The many massive rocks that were uncovered after digging up the land were put to good use this way by creating the channels for the drainage canals. They were also recycled into pulverized dust and mixed into the soil to enrich it with calcium and minerals. “This rocky land is truly surprising,” Mili said, pointing to a particularly large and peculiarly shaped boulder that she kept as a keepsake. “My husband loved stone. We dug up so many large rocks and for a long time, they were just lying around. I decided to put them to good use by reusing them in these different ways.”
Just over half of the trees growing on the farm are of the Leccino variety, while the others are made up of Frantoio, Moraiolo, Pendolino and Bianchera. In 2009, three years after planting, the grove yielded its first harvest and from then on it has been an accumulation of important milestones.
The farm received organic certification in 2014, and last year Mili experienced an exceptional harvest, increasing her yield three-fold. This good fortune was followed by the silver award at NYIOOC 2017, a prize that came after already winning gold, silver and bronze medals on the national level for Oliva Lucia, a medium extra virgin blend with delightfully fruity notes. The name under which the oil is marketed is a touching homage to Slavko’s teenage daughter who had died in a car accident.

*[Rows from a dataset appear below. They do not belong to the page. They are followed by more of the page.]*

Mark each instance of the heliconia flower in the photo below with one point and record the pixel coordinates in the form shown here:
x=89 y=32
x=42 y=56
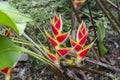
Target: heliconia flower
x=7 y=33
x=82 y=53
x=77 y=46
x=7 y=71
x=51 y=40
x=81 y=37
x=56 y=24
x=81 y=32
x=52 y=56
x=62 y=37
x=80 y=41
x=57 y=40
x=77 y=3
x=63 y=51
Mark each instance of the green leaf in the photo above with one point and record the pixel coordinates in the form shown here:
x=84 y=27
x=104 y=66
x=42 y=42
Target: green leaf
x=9 y=53
x=12 y=18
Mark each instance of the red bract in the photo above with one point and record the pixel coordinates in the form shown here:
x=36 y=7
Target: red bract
x=80 y=41
x=62 y=37
x=51 y=40
x=63 y=51
x=7 y=33
x=5 y=70
x=77 y=3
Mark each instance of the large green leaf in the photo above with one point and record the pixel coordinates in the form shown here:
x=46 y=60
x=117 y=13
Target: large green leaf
x=9 y=53
x=12 y=18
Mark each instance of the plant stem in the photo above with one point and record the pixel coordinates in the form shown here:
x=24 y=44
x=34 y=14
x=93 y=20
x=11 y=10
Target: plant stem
x=109 y=15
x=94 y=27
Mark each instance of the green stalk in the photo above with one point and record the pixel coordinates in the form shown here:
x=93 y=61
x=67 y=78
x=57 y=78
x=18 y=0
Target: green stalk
x=7 y=77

The story of this olive grove tucked into a picturesque corner of the lush Istrian peninsula is one of love, loss and grief, and trial and error. But love clearly prevails, with the trees’ bountiful fruit and high-quality oil as proof. “I didn’t realize at first how much work it is and I didn’t really know what I was getting into,” Mili said of her initial experiences as a new olive grower. “It really is a lot of hard work. But I feel like I’m heading in the right direction.”
Oliva Lucia’s brand new website is now online, Mili is currently talking with a distributor, and is finalizing plans to build an on-site tasting room where she can welcome lovers of good olive oil.
Despite the many challenges of the past, the future looks bountiful.